I smile and touch her hands with mine. “No I won’t,” I whisper.
“I know it doesn’t seem like it now sweetie but you will, I promise,” she says and smiles widely but her eyes remain lowered and empty.
“You shouldn’t make promises you can’t keep, mom.”
She stands n
ext to me and grabs my hands and forces me to look at her. She has that motherly look in her eyes like she thinks her advice will change anything. You know that look when her eyes get wider and her lips flatten right before she speaks? I think all parents have that all-knowing look and this is hers.
“April Rose Marks, you listen to me. You will get through this. You will come out on the other side because you are strong and have so much in life to look forward to.”
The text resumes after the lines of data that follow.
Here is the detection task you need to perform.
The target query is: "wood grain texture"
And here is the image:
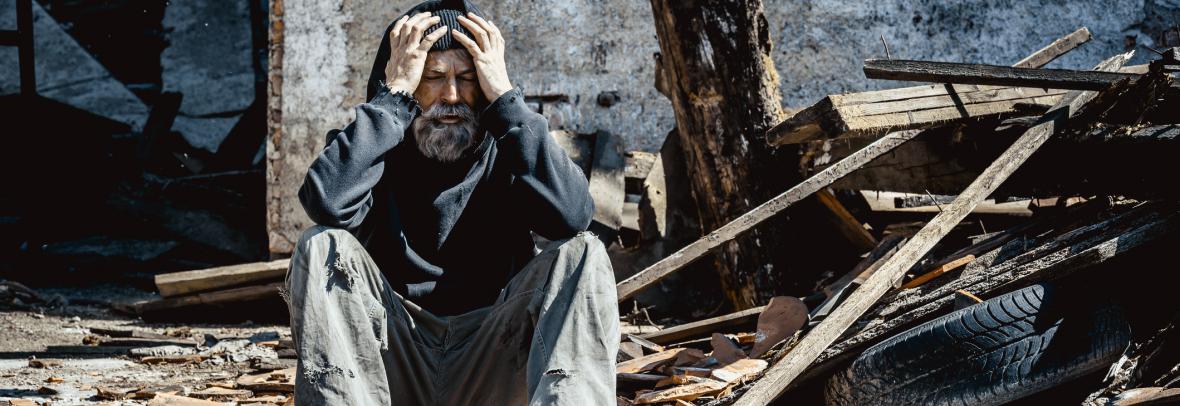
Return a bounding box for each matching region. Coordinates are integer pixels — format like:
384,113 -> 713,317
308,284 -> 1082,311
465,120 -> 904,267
156,260 -> 290,297
865,59 -> 1136,90
735,53 -> 1132,406
618,131 -> 918,301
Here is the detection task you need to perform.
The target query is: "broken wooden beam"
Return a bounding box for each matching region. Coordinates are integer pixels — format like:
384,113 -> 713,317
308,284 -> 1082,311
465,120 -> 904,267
1012,27 -> 1090,67
615,348 -> 688,374
767,85 -> 1066,145
817,205 -> 1180,366
156,260 -> 290,297
132,282 -> 283,315
618,131 -> 918,301
766,27 -> 1090,145
640,306 -> 766,345
735,52 -> 1133,406
865,59 -> 1139,90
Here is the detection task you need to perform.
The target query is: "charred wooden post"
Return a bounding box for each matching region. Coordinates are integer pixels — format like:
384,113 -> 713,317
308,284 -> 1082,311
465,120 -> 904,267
651,0 -> 793,309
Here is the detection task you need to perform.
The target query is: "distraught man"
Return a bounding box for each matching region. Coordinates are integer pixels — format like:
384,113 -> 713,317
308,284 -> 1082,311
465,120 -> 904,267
287,0 -> 618,405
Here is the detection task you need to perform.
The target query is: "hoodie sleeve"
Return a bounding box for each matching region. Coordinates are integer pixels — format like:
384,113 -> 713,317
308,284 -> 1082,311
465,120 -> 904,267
481,89 -> 594,240
299,87 -> 419,230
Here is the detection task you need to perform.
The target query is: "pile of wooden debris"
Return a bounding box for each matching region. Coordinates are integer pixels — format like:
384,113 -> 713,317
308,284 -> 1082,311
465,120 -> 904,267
616,28 -> 1180,405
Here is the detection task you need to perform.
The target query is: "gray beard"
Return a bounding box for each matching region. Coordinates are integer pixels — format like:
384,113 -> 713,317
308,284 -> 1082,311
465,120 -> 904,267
413,103 -> 476,163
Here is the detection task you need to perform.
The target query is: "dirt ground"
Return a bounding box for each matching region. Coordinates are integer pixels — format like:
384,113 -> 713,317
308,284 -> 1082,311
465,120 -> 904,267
0,286 -> 293,405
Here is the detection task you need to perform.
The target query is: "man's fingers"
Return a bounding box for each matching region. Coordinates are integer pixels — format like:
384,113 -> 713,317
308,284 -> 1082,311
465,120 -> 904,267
457,15 -> 491,51
409,17 -> 443,41
400,13 -> 431,37
467,13 -> 500,38
451,30 -> 484,58
389,15 -> 409,47
418,26 -> 450,51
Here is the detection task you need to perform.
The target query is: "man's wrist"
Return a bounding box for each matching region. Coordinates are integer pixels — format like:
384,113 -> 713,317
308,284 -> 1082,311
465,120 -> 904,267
385,80 -> 414,94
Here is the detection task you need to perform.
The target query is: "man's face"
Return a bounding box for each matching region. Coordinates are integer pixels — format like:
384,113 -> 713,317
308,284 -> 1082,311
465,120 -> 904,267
413,50 -> 486,162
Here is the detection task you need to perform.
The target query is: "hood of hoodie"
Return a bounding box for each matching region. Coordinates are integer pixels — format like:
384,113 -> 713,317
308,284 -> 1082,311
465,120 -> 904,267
365,0 -> 486,100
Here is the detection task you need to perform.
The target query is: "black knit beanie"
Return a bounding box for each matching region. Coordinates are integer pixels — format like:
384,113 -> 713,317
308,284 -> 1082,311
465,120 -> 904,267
365,0 -> 486,100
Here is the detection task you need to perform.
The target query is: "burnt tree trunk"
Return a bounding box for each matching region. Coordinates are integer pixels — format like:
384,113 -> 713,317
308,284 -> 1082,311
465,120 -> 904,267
651,0 -> 798,309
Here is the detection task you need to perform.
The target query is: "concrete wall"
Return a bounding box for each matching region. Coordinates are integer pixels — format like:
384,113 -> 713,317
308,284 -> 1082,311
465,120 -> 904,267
268,0 -> 1180,254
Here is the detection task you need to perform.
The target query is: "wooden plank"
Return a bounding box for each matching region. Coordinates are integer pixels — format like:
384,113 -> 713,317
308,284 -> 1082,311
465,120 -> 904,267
818,203 -> 1180,366
902,255 -> 975,289
1012,27 -> 1090,67
132,282 -> 283,314
864,59 -> 1138,90
635,379 -> 729,405
766,27 -> 1090,145
615,348 -> 687,374
640,306 -> 766,345
709,358 -> 768,384
156,258 -> 290,297
618,131 -> 918,300
735,52 -> 1133,406
815,189 -> 877,251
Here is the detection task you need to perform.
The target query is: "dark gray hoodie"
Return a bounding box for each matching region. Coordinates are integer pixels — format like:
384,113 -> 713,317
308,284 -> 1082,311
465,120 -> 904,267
299,1 -> 594,315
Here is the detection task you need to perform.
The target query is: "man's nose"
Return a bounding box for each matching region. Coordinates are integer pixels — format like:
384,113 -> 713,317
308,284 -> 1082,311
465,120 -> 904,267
443,79 -> 459,104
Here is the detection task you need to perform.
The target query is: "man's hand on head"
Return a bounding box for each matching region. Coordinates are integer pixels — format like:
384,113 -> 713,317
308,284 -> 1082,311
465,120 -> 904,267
451,13 -> 512,102
385,13 -> 447,93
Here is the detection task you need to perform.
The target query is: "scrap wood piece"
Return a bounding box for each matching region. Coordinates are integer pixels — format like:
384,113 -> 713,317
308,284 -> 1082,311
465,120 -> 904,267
627,334 -> 666,353
84,335 -> 197,347
709,358 -> 769,384
156,258 -> 290,297
1012,27 -> 1090,67
671,348 -> 704,367
235,368 -> 295,393
735,52 -> 1134,406
86,327 -> 176,340
749,296 -> 807,358
656,374 -> 709,387
94,386 -> 140,400
189,386 -> 254,400
860,190 -> 1033,216
618,341 -> 643,361
635,379 -> 728,405
132,282 -> 283,315
615,348 -> 687,374
139,354 -> 205,365
615,373 -> 668,384
767,85 -> 1066,145
640,306 -> 766,345
864,59 -> 1139,91
28,358 -> 61,369
618,131 -> 918,300
900,254 -> 975,289
148,394 -> 232,406
766,27 -> 1090,145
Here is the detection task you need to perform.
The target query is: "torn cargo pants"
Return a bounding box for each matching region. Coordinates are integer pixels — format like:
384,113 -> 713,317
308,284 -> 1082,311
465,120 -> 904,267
287,227 -> 618,405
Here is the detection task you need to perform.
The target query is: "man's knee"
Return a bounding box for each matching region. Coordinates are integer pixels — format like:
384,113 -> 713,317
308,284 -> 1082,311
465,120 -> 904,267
295,224 -> 360,254
546,231 -> 607,254
287,225 -> 375,294
550,231 -> 615,289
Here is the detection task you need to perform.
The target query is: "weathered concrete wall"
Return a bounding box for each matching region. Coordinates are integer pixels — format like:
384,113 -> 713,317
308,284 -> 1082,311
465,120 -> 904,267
268,0 -> 1180,253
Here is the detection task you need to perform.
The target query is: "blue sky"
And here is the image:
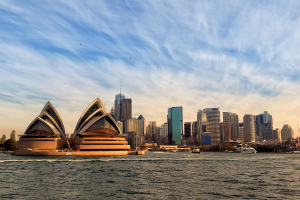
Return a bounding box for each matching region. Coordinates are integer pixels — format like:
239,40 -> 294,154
0,0 -> 300,135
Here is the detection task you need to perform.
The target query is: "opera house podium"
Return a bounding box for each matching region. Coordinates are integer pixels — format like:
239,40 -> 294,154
14,98 -> 136,156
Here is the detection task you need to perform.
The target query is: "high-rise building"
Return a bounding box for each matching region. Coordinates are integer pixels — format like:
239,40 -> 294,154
138,115 -> 147,137
273,128 -> 281,141
255,111 -> 273,140
262,121 -> 273,140
281,124 -> 294,140
203,108 -> 220,146
123,119 -> 144,147
230,113 -> 240,140
114,94 -> 132,122
167,107 -> 183,145
237,126 -> 244,142
201,132 -> 211,146
155,126 -> 163,145
197,109 -> 206,145
162,122 -> 169,144
184,122 -> 193,139
220,122 -> 231,143
223,112 -> 231,123
146,121 -> 156,142
244,114 -> 255,142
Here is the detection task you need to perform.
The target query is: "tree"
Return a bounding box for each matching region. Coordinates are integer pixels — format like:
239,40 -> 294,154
4,139 -> 17,150
0,134 -> 6,146
10,130 -> 17,141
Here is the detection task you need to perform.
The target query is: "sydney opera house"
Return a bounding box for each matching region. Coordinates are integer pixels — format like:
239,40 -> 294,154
14,98 -> 135,156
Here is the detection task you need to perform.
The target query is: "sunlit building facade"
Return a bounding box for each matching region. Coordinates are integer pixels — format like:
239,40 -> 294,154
243,114 -> 255,142
281,124 -> 294,140
197,109 -> 206,145
167,107 -> 183,145
203,108 -> 220,146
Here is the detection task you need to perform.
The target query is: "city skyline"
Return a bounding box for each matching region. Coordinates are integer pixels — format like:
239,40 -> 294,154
0,1 -> 300,136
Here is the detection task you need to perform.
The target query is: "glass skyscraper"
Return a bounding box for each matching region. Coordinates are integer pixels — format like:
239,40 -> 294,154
167,107 -> 183,145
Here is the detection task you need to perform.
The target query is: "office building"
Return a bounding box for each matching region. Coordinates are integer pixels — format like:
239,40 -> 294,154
123,119 -> 144,147
114,94 -> 132,122
223,112 -> 231,123
146,121 -> 156,142
167,107 -> 183,145
243,114 -> 255,142
273,128 -> 281,142
184,122 -> 193,139
197,109 -> 206,145
230,113 -> 240,141
203,108 -> 220,146
255,111 -> 273,140
220,122 -> 231,143
281,124 -> 294,140
201,132 -> 211,146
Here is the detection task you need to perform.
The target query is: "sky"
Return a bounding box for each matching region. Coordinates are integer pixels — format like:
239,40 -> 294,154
0,0 -> 300,136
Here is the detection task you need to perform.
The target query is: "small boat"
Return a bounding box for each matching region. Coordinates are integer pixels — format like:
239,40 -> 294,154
241,147 -> 256,154
192,148 -> 200,153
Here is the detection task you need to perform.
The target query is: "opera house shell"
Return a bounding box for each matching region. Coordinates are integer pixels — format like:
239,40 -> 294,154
14,98 -> 135,156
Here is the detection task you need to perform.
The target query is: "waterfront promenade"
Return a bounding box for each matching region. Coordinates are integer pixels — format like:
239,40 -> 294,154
0,152 -> 300,199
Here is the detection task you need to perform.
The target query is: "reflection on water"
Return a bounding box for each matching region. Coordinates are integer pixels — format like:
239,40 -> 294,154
0,152 -> 300,199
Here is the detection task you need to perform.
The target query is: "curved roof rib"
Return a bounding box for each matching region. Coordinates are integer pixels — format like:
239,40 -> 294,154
24,117 -> 60,135
39,111 -> 65,137
40,101 -> 65,136
78,113 -> 121,134
74,98 -> 107,133
77,108 -> 106,132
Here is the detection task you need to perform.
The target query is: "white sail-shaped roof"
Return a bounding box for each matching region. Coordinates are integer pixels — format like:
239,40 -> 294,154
24,101 -> 66,138
74,98 -> 120,137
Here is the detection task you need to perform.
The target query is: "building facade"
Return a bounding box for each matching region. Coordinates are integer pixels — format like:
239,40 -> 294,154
197,109 -> 206,145
243,114 -> 255,142
167,107 -> 183,145
220,122 -> 231,143
255,111 -> 273,140
114,94 -> 132,122
281,124 -> 294,140
230,113 -> 240,141
203,108 -> 220,146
“No mom, I don’t. Two days ago I did because I had Jamie. Now, I have nothing but this pain in my chest and aching in my stomach,” I say. “Unless you’re talking about the fact that I can be held accountable for his death.”
I shouldn’t have said anything. Why have I not learned my lesson about what I should and should not admit to my parents? I didn’t tell her when I realized that Jamie was the one so why did I tell her this?
“Mom?” I ask hesitantly. I don’t really want to get into this right now but it’s awkward with her sitting here staring at me like I’m the one who died.
“How can you say such a thing?” Mom says after many seconds of silence.
“Because it’s the truth.”
“Why? How? Please, make me understand.”
She knows why. After Jamie died I explained it all to her. I told her about the fight and the phone calls. I let her hear his voicemail and she knew that I had made the decision not to call him and to let my pride control my choices. She knew that he was at the beach waiting for me to call him back and that he went into the waves because that’s what we did on our first date and that’s why he was pulled under by the current. So why is she asking me to make her understand? Shouldn’t she already get it?
“You know why,” I insist and slide into the navy blue skirt and grey blouse that I had determined would be my Jamie’s funeral dress.
Today is going to be hard enough and even though I didn’t ask their permission I determined that I would not be wearing the brace today. I don’t want my last time seeing Jamie to be with that cage on me. I look smaller without it on. This is how I will look the last time I ever see Jamie. Funny, this isn’t how I pictured it. I thought I would have a lot more wrinkles, would be covered in silver hair and be horizontal and hooked up to a bunch of machines and wires. I thought I’d see him sitting beside me, holding my hand and telling me how happy our lives together had made him. Isn’t it amazing how you can plan things out so carefully and just like that everything changes?